Erano partiti in quattro, lo scorso anno hanno superato i 60 tesserati. “60 partecipanti con disturbo dello spettro autistico che ogni sabato si allenano, 60 partecipanti dai cinque anni ai quaranta, c’è anche un sessantenne, il nonno del gruppo, ed è bellissimo, perché vedi in loro una crescita. Molti bambini, oggi, sono iscritti nel campionato federale e possono giocare con i normotipici. È fquesta la vera inclusione”. Un’inclusione che ora arriva anche a Morlupo e nelle scuole della nostra zona. “Il rugby ancora non è permeato nella cultura nazionale, così abbiamo iniziato a girare le scuole per promuoverlo e ci siamo resi conto che in ogni gruppo classe c’era almeno un bambino con disturbo dello spettro autistico. Quindi ci siamo detti, perché precludere anche a loro questa possibilità?”. Così, da tre anni, la Primavera Rugby apre le porte ai bambini e alle bambine con autismo e alle loro famiglie. “E si fa sport tutti insieme. Abbiamo iniziato con un bambino, poi due, tre, adesso sono una decina e vengono da tutti i Comuni. Così abbiamo creato relazioni importanti: abbiamo lavorato con la meravigliosa associazione “I ragazzi di Azzurra”, con l’Unitalsi, grazie al Comune di Morlupo abbiamo lavorato con il Consorzio Valle del Tevere e offriamo sport e attività gratuita a tanti bambini perché, lo sappiamo, lo sport è salute, lo sport è benessere, lo sport è relazione, lo sport è uscire da una comunità scolastica e arrivare a un’altra comunità”. Creare comunità, fare rete, costruire una squadra, che è un po’ come costruire una famiglia.

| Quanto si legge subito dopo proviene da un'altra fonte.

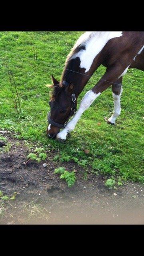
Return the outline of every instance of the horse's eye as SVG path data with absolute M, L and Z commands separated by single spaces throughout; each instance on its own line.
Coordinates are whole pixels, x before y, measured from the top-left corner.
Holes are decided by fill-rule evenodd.
M 62 110 L 60 110 L 60 113 L 66 113 L 66 109 L 63 109 Z

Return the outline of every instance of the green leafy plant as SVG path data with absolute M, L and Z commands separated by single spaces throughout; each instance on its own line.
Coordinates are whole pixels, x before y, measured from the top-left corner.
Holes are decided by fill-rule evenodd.
M 30 153 L 28 155 L 27 158 L 32 160 L 36 160 L 38 163 L 40 162 L 42 160 L 45 160 L 47 158 L 46 154 L 43 151 L 44 150 L 43 148 L 36 148 L 34 152 L 36 152 L 36 154 Z
M 70 172 L 67 171 L 65 171 L 60 176 L 60 179 L 65 180 L 67 183 L 68 187 L 71 188 L 73 186 L 76 181 L 76 177 L 74 171 Z
M 44 152 L 44 149 L 43 148 L 36 148 L 34 150 L 34 152 L 38 152 L 39 153 L 42 152 Z
M 115 184 L 115 180 L 112 179 L 108 179 L 105 182 L 105 185 L 109 188 L 111 188 Z
M 74 162 L 75 163 L 78 163 L 78 159 L 76 157 L 71 157 L 70 159 L 72 160 L 73 160 L 73 161 L 74 161 Z
M 76 177 L 75 172 L 68 172 L 66 171 L 64 167 L 59 167 L 55 169 L 54 174 L 61 174 L 60 179 L 65 180 L 69 188 L 72 187 L 74 184 Z
M 88 163 L 88 160 L 86 159 L 80 160 L 78 162 L 78 165 L 83 167 L 86 167 Z
M 0 199 L 1 199 L 2 201 L 7 201 L 10 199 L 11 200 L 14 200 L 16 198 L 16 195 L 17 194 L 16 192 L 14 192 L 11 197 L 9 197 L 8 196 L 3 196 L 2 191 L 0 190 Z
M 64 173 L 65 170 L 66 169 L 64 167 L 59 167 L 59 168 L 56 168 L 55 169 L 54 174 L 62 174 L 62 173 Z
M 60 156 L 59 155 L 56 155 L 54 157 L 53 160 L 55 161 L 58 161 L 60 159 Z
M 69 156 L 62 156 L 60 159 L 60 162 L 69 162 L 70 160 L 70 157 Z
M 42 160 L 45 160 L 46 159 L 47 156 L 46 153 L 40 153 L 39 155 L 39 158 L 42 159 Z
M 8 200 L 9 199 L 9 198 L 8 197 L 8 196 L 3 196 L 1 197 L 1 199 L 3 201 L 5 201 Z

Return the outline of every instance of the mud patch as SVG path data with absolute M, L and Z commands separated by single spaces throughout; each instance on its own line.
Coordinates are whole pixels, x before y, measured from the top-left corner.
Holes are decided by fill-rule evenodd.
M 26 166 L 30 150 L 22 141 L 10 136 L 7 139 L 12 146 L 8 152 L 0 154 L 0 190 L 9 196 L 17 194 L 14 201 L 2 206 L 1 224 L 144 224 L 144 186 L 126 182 L 108 189 L 106 178 L 94 176 L 90 169 L 85 180 L 84 170 L 75 163 L 53 162 L 54 151 L 47 152 L 44 162 L 30 160 Z M 70 188 L 54 174 L 54 169 L 62 165 L 77 170 L 76 181 Z

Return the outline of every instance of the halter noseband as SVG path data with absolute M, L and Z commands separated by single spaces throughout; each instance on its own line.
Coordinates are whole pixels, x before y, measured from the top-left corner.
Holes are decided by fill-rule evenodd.
M 65 80 L 63 81 L 62 84 L 66 87 L 67 87 L 69 85 L 68 83 Z M 72 95 L 72 107 L 71 109 L 71 112 L 70 112 L 70 114 L 68 117 L 67 120 L 65 122 L 64 124 L 62 124 L 56 123 L 56 122 L 52 120 L 52 119 L 51 119 L 50 118 L 50 111 L 49 112 L 48 116 L 48 120 L 50 124 L 52 124 L 52 125 L 53 125 L 54 126 L 58 127 L 58 128 L 62 128 L 63 129 L 65 128 L 71 116 L 73 116 L 73 115 L 74 115 L 75 113 L 76 98 L 76 95 L 74 93 L 73 93 Z

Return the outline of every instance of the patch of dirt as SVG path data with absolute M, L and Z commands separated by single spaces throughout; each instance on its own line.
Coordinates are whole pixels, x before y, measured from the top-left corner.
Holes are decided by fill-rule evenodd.
M 106 178 L 90 170 L 85 180 L 82 168 L 74 162 L 53 162 L 54 150 L 47 152 L 46 161 L 30 160 L 26 165 L 29 149 L 23 141 L 10 135 L 7 138 L 12 146 L 8 153 L 0 154 L 0 190 L 9 196 L 17 194 L 14 200 L 4 204 L 0 223 L 144 224 L 144 186 L 126 182 L 109 189 Z M 62 166 L 77 171 L 70 188 L 54 174 Z

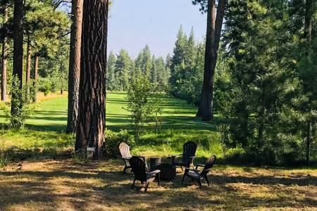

Non è un caso che Adriano per parlare di Morlupo utilizzi un termine preciso: “casa”. “In 50 anni di vita la Primavera Rugby è sempre stata in affitto, qui invece abbiamo firmato una nuova concessione e per almeno 10 anni saremo qui. E noi ci siamo innamorati di questo posto: veniamo tutti da Roma, abbiamo tutti un altro lavoro, perché il rugby in Italia non è professionistico, ma quando arriviamo qui siamo sempre con il sorriso”.
Lo stesso sorriso che ha Adriano mentre mi racconta la prima trasferta con il Rugby Autismo, a Genova, con quattro famiglie di Morlupo e ventuno di Roma, a vedere la nazionale e poi l’acquario. “E quest’anno andremo a Torino, in treno, per Italia Sudafrica, Museo Egizio e un allenamento congiunto con un’altra squadra inclusiva di Torino”. Una nuova esperienza da fare insieme. Ed è questa un’altra parola chiave del racconto di Adriano, del progetto Rugby Autismo e, in fondo, del rugby stesso, l’unico sport che ha un terzo tempo dove si mangia e si beve con arbitri e avversari. E anche a Morlupo si fa sport insieme, si sbaglia, si impara, ci si mette alla prova, si rincorre un sogno e un pallone. Si cresce, dentro e fuori un campo. Si cresce insieme, anche grazie al rugby.